Moving About Help (1 Viewer)

[bujolover]

Hi guys,
I have some questions from the Moving About module...

Q1. I need help with understanding why the given answer to this question (see below) is correct. I just don't get it. Shouldn't the vector adjacent to theta (pointing up) be pointing the opposite direction, considering addition of vectors (tail of first vector to head of second one)??? Please explain it to me, and correct me if I'm wrong. :]



Q2. (highlighted one, please)... (I keep getting 2.998 m/s (4s.f.) 89°58' (nearest min), while they get 3.3 m/s East, the bearing of which is essentially the same.)
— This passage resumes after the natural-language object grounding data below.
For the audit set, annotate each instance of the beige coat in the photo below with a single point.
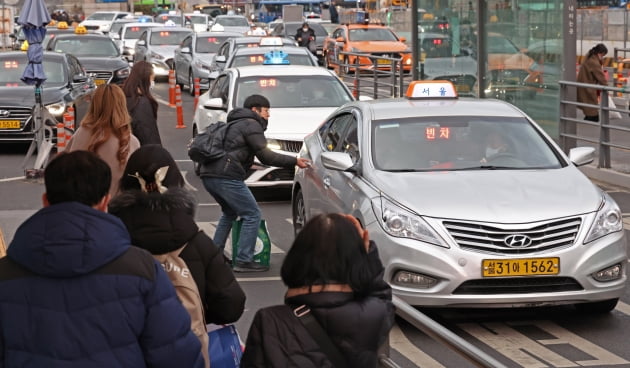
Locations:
(591, 72)
(107, 152)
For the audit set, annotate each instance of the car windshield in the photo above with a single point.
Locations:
(101, 16)
(206, 45)
(372, 34)
(291, 29)
(168, 37)
(133, 33)
(459, 143)
(12, 67)
(294, 91)
(232, 21)
(259, 59)
(79, 46)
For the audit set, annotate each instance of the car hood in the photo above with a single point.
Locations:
(295, 123)
(25, 95)
(380, 46)
(505, 196)
(103, 63)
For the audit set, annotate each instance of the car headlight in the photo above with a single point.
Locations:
(607, 220)
(274, 144)
(402, 223)
(122, 73)
(155, 55)
(57, 109)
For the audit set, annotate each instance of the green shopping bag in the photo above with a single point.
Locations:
(262, 250)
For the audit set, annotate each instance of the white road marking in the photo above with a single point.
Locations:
(531, 353)
(209, 228)
(400, 342)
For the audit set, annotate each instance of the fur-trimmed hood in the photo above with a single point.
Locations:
(157, 222)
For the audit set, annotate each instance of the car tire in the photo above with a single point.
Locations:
(191, 83)
(601, 307)
(299, 212)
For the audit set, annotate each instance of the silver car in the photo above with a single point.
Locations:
(471, 203)
(194, 55)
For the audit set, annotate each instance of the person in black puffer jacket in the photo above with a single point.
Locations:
(160, 219)
(224, 178)
(335, 271)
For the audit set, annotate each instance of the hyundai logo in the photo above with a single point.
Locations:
(517, 241)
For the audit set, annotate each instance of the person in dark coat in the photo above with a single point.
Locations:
(333, 270)
(225, 178)
(592, 72)
(160, 218)
(141, 104)
(75, 293)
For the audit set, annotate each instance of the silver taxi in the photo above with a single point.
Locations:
(471, 203)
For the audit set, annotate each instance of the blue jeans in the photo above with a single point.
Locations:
(236, 200)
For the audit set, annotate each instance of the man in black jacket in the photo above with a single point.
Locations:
(225, 178)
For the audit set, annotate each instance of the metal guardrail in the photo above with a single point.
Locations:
(570, 133)
(371, 75)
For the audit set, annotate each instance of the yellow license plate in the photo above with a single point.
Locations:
(9, 124)
(520, 267)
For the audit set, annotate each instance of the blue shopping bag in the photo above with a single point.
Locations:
(226, 348)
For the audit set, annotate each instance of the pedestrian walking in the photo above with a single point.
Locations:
(74, 292)
(224, 178)
(592, 72)
(334, 274)
(159, 214)
(141, 104)
(105, 130)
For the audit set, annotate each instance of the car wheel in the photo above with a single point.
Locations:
(604, 306)
(196, 166)
(191, 83)
(299, 212)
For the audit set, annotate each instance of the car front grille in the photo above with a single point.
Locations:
(514, 240)
(290, 146)
(517, 285)
(101, 76)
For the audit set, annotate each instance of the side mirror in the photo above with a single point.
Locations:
(582, 155)
(214, 104)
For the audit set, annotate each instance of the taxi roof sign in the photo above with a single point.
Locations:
(434, 89)
(270, 41)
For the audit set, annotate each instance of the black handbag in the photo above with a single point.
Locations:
(303, 313)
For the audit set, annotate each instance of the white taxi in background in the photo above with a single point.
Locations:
(471, 203)
(301, 97)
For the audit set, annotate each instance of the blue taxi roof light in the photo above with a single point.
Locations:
(433, 89)
(276, 57)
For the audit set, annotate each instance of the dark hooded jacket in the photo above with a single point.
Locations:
(161, 223)
(244, 139)
(357, 325)
(75, 293)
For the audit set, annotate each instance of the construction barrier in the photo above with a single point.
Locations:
(171, 88)
(180, 110)
(197, 91)
(61, 137)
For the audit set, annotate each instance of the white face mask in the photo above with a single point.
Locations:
(491, 151)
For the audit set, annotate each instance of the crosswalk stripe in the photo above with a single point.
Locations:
(400, 342)
(210, 227)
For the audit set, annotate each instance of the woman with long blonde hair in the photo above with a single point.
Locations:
(106, 131)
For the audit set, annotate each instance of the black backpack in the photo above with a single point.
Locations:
(207, 146)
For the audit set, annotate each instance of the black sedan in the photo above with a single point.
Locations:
(67, 84)
(99, 55)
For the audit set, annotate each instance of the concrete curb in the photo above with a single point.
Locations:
(607, 176)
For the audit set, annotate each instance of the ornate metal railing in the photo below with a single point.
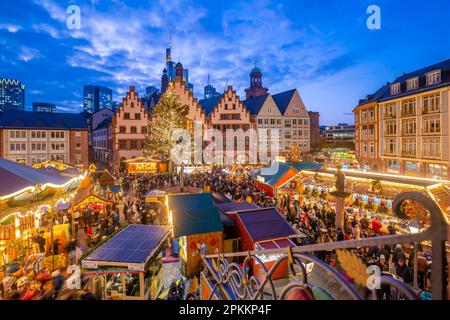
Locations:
(231, 280)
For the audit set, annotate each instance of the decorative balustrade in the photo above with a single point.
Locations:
(231, 280)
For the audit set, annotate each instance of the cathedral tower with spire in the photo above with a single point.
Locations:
(256, 88)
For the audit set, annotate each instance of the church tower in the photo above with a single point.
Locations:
(164, 81)
(256, 88)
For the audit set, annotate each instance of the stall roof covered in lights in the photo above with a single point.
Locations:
(135, 245)
(278, 173)
(265, 224)
(86, 196)
(194, 214)
(16, 177)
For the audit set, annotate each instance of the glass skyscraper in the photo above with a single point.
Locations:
(96, 98)
(12, 95)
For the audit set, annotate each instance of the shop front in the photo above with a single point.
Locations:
(142, 166)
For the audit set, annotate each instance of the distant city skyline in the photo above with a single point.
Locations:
(318, 48)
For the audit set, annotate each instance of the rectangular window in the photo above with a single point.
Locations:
(431, 103)
(393, 166)
(431, 124)
(390, 128)
(409, 147)
(390, 147)
(409, 127)
(412, 84)
(432, 147)
(408, 107)
(395, 88)
(122, 144)
(390, 111)
(433, 78)
(437, 171)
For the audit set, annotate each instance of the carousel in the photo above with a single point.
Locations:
(142, 165)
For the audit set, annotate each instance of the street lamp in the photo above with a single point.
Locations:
(415, 227)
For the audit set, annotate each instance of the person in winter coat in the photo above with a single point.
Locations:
(403, 271)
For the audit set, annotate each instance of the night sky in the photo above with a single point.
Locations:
(323, 48)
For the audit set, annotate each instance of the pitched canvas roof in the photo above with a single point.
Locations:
(15, 176)
(209, 104)
(384, 93)
(283, 99)
(265, 224)
(254, 105)
(43, 120)
(134, 244)
(271, 178)
(194, 214)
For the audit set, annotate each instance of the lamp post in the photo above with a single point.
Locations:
(415, 227)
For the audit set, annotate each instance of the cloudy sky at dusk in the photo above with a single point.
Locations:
(323, 48)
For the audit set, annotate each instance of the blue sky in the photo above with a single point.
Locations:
(323, 48)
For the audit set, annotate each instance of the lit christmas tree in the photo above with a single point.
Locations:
(168, 115)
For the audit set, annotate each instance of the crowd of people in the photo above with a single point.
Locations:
(312, 216)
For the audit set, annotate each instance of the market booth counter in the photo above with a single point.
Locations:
(197, 225)
(129, 265)
(265, 228)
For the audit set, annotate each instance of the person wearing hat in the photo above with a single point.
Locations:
(382, 263)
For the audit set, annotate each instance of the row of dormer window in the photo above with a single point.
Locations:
(413, 83)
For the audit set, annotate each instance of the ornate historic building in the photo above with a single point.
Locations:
(407, 123)
(229, 112)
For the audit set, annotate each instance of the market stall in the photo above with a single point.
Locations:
(143, 165)
(265, 228)
(129, 265)
(271, 178)
(197, 226)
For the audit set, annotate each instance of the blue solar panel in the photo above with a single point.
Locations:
(134, 244)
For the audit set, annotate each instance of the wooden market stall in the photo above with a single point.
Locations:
(143, 165)
(265, 228)
(85, 197)
(129, 265)
(271, 178)
(197, 226)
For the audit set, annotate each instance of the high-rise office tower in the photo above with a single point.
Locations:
(12, 95)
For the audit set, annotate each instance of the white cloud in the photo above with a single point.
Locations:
(27, 54)
(46, 28)
(127, 44)
(10, 27)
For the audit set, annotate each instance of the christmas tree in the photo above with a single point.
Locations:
(168, 114)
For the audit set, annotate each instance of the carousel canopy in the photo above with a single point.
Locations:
(273, 174)
(236, 206)
(134, 244)
(219, 197)
(86, 196)
(155, 193)
(266, 224)
(311, 166)
(15, 177)
(104, 178)
(194, 214)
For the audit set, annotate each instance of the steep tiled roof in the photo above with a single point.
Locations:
(42, 120)
(209, 104)
(283, 99)
(104, 123)
(384, 93)
(254, 105)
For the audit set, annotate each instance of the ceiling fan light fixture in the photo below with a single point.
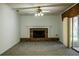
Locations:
(39, 14)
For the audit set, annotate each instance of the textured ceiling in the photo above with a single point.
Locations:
(48, 8)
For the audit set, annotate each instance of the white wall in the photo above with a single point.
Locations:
(52, 22)
(9, 33)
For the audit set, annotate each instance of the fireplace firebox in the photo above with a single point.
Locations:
(38, 33)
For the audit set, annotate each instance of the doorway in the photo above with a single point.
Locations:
(74, 32)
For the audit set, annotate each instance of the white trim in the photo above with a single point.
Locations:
(69, 8)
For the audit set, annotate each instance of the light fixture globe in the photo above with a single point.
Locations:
(39, 12)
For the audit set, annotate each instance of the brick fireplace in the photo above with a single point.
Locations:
(39, 33)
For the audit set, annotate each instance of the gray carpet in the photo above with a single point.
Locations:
(40, 49)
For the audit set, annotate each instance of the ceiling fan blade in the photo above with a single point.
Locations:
(52, 5)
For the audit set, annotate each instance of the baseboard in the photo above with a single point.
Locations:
(29, 39)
Q3. Name and describe one safety device in cars that helps protect people from injury. Include the concept of stopping distance in your response. (2 marks)

Thanks in advance!!

P.S. You don't have to answer all the questions at once. Any help is help!

 

[trea99]

Re: Moving About Help ~ Inclined Planes

With the first question;
The only forces acting on the truck would be the weight force, some sort of driving force up the hill (without some force acting up the incline and the in the absence of friction, there would be a net force mgsinθ down the hill but we are told the truck is moving up at a constant speed), and the normal reaction force.
The normal reaction force, N is the vector pointing upward, the weight force is the other vector adjacent to θ pointing down and the small vector opposite θ is the driving force up the hill. There is no "resultant" force vector in this free body diagram because we are told the truck is moving at a constant speed up the hill at the same incline θ which means it is not accelerating (there is no net force acting on it).
We can split the forces acting on the truck to a component parallel to the inclined surface and one that is perpendicular to the incline.
Perpendicular: We have mgcosθ, the component of the weight force perpendicular to the surface and N, the normal reaction force
mgcosθ = N there is no vertical acceleration
Parallel: We have mgsinθ the component of the weight force parallel to the surface and a driving force we'll call Fd
Fd = mgsinθ as well because the truck moves with a constant velocity.
So when we add these vectors, they all "cancel" so we get a closed loop. There is no resultant force vector in this case which is what I think might have confused you. It might be more clear if you consider the weight force as having 2 components mgsinθ and mgcosθ

The second question;
We'll call the skateboarder S, the walker W and the ground G.
Vsw = Vsg - Vwg
(the velocity of the skateboarder relative to the walker is equal to the vector sum of the velocity of the skateboarder relative to the ground - the velocity of the walker relative to the ground)
We are told what Vsw and Vsg are 4.24ms^-1 North West and 3ms^-1 North. From here use vector addition and see if you can get the answer.